On Wed, 29 Mar 2006, Sean Davis wrote:
We have to be careful here. Classification (which is the terminology that
the original poster used) is NOT the same as clustering, although the two
are often confused.
Well, in one of its two English senses it is the same. From a recent talk
of mine (GfKL30), quoting the Concise Oxford Dictionary:
\emph{Classification} has two senses:
\begin{itemize}
\item `to arrange in classes or categories'
\item `assign (a thing) to a class or category'
\end{itemize}
There is a community (q.v. the International Federation of Classification
Societies and Journal of Classification as well as the entry in the
original Encyclopedia of Statistical Sciences) that meams (almost)
entirely the first sense.
To add to this, the similar words to classification in e.g. French or
German have (I am told) different shades of meaning.
If the original poster wants to do clustering and
examine the results for the presence of three clusters, that is fine and
there are many methods for clustering that could be used.
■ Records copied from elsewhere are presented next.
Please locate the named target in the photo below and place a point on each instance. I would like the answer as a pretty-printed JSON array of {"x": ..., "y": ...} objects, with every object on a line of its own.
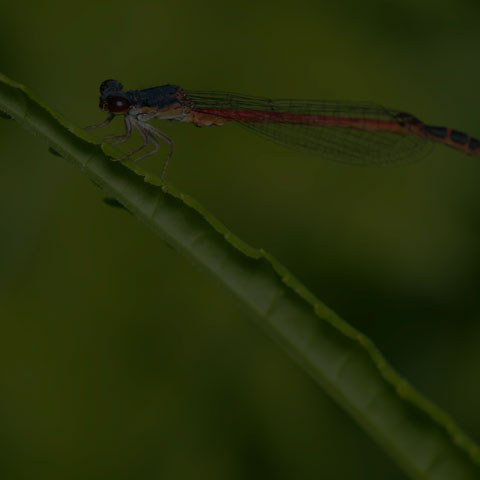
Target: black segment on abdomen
[{"x": 439, "y": 132}]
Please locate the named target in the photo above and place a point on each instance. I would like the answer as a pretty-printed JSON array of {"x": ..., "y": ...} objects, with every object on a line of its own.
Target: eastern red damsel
[{"x": 350, "y": 132}]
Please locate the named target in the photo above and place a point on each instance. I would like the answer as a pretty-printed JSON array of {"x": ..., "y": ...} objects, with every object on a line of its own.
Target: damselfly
[{"x": 350, "y": 132}]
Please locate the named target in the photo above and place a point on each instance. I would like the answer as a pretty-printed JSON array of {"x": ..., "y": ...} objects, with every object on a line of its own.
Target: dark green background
[{"x": 118, "y": 358}]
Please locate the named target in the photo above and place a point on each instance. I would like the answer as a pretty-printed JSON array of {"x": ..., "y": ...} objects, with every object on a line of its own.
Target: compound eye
[{"x": 116, "y": 104}]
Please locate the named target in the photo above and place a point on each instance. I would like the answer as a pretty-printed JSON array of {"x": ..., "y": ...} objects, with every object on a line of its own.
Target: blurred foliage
[{"x": 118, "y": 359}]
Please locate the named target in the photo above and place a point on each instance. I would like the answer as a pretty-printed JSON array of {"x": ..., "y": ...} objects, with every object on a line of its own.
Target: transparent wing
[{"x": 377, "y": 145}]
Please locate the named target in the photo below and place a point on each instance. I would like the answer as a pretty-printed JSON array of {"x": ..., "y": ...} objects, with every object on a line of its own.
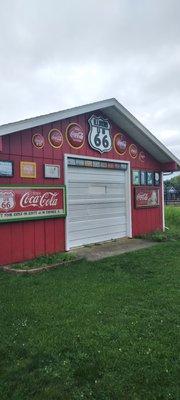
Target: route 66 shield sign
[{"x": 99, "y": 135}]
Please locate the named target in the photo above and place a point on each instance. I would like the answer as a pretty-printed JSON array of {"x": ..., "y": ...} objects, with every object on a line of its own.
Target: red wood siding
[{"x": 24, "y": 240}]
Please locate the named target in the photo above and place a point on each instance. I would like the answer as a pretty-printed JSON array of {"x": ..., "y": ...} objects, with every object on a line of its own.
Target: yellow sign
[{"x": 27, "y": 169}]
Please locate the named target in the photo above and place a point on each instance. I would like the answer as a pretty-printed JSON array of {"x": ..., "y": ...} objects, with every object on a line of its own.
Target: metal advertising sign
[
  {"x": 146, "y": 197},
  {"x": 29, "y": 203},
  {"x": 120, "y": 143},
  {"x": 6, "y": 168},
  {"x": 99, "y": 135},
  {"x": 75, "y": 136}
]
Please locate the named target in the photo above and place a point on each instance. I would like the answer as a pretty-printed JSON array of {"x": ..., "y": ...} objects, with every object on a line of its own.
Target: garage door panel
[
  {"x": 96, "y": 205},
  {"x": 97, "y": 223},
  {"x": 97, "y": 190},
  {"x": 97, "y": 214}
]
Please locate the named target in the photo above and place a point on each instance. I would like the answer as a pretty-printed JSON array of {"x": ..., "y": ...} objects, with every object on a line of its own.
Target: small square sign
[{"x": 51, "y": 171}]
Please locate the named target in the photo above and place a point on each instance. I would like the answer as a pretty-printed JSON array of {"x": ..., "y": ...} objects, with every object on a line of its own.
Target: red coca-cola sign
[
  {"x": 146, "y": 197},
  {"x": 55, "y": 138},
  {"x": 27, "y": 203},
  {"x": 142, "y": 156},
  {"x": 75, "y": 136},
  {"x": 133, "y": 151},
  {"x": 38, "y": 140},
  {"x": 120, "y": 144}
]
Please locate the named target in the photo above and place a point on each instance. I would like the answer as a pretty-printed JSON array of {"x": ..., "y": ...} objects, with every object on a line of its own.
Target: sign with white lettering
[
  {"x": 146, "y": 197},
  {"x": 6, "y": 168},
  {"x": 99, "y": 135},
  {"x": 51, "y": 171},
  {"x": 29, "y": 203}
]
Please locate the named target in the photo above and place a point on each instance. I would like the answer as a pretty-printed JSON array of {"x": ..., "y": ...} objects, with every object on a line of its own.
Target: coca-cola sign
[
  {"x": 27, "y": 203},
  {"x": 146, "y": 197},
  {"x": 75, "y": 136}
]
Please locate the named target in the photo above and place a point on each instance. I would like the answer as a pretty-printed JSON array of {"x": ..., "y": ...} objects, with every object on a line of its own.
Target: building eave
[{"x": 113, "y": 110}]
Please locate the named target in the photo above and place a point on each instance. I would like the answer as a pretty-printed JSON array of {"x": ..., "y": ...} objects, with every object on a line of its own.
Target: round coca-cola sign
[
  {"x": 75, "y": 136},
  {"x": 120, "y": 144},
  {"x": 133, "y": 151},
  {"x": 55, "y": 138},
  {"x": 142, "y": 156},
  {"x": 38, "y": 140}
]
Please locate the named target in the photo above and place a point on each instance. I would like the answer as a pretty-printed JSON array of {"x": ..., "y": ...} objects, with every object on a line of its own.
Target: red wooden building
[{"x": 79, "y": 176}]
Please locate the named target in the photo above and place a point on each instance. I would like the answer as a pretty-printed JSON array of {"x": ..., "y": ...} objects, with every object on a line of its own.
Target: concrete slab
[{"x": 114, "y": 247}]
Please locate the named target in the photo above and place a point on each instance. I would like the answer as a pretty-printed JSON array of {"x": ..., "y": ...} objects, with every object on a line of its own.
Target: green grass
[
  {"x": 172, "y": 230},
  {"x": 106, "y": 330}
]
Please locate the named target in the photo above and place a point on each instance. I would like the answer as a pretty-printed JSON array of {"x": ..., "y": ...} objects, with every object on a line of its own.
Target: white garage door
[{"x": 96, "y": 205}]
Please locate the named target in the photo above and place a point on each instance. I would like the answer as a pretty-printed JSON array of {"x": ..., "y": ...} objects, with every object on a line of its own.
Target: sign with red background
[
  {"x": 27, "y": 203},
  {"x": 146, "y": 197},
  {"x": 75, "y": 135}
]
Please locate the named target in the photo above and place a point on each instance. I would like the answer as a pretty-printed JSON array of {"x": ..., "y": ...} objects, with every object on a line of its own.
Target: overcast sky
[{"x": 56, "y": 54}]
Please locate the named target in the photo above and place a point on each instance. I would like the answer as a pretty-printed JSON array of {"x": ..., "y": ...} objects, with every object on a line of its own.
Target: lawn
[{"x": 106, "y": 330}]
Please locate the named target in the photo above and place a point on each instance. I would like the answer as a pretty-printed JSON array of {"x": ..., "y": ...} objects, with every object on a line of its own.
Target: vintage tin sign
[
  {"x": 146, "y": 197},
  {"x": 75, "y": 136},
  {"x": 29, "y": 203},
  {"x": 55, "y": 138},
  {"x": 100, "y": 135},
  {"x": 38, "y": 141},
  {"x": 120, "y": 144},
  {"x": 6, "y": 168},
  {"x": 133, "y": 151}
]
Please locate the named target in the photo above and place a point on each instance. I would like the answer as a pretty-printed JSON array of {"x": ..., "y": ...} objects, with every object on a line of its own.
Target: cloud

However,
classification will require a different set of tools. If the clustering
tools already pointed out are not doing what is needed (that is, that Cao
actually is interested in clustering and not classification), then perhaps a
further explanation of what the problem would help clarify.
Yes, further explanation would help.
Sean
On 3/29/06 1:46 AM, "Jacques VESLOT" <[EMAIL PROTECTED]> wrote:
try this (suppose mat is your matrix):
hc <- hclust(dist(mat,"manhattan"), "ward")
plot(hc, hang=-1)
(x <- identify(hc)) # rightclick to stop
cutree(hc, 3)
km<- kmeans(mat, 3)
km$cluster
km$centers
pam(daisy(mat, metric = "manhattan"), k=3, diss=T)$clust
Baoqiang Cao a écrit :
Thanks!
I tried kmeans, the results is not very positive. Anyway, thanks Jacques!
Please let me know if you have any other thoughts!
Best regards,
Baoqiang Cao
======= At 2006-03-29, 00:08:44 you wrote: =======
if you want to classify rows or columns, read:
?hclust
?kmeans
library(cluster)
?pam
Baoqiang Cao a écrit :
Dear All,
I have a data, suppose it is an N*M matrix data. All I want is to classify
it into, let see, 3 classes. Which method(s) do you think is(are)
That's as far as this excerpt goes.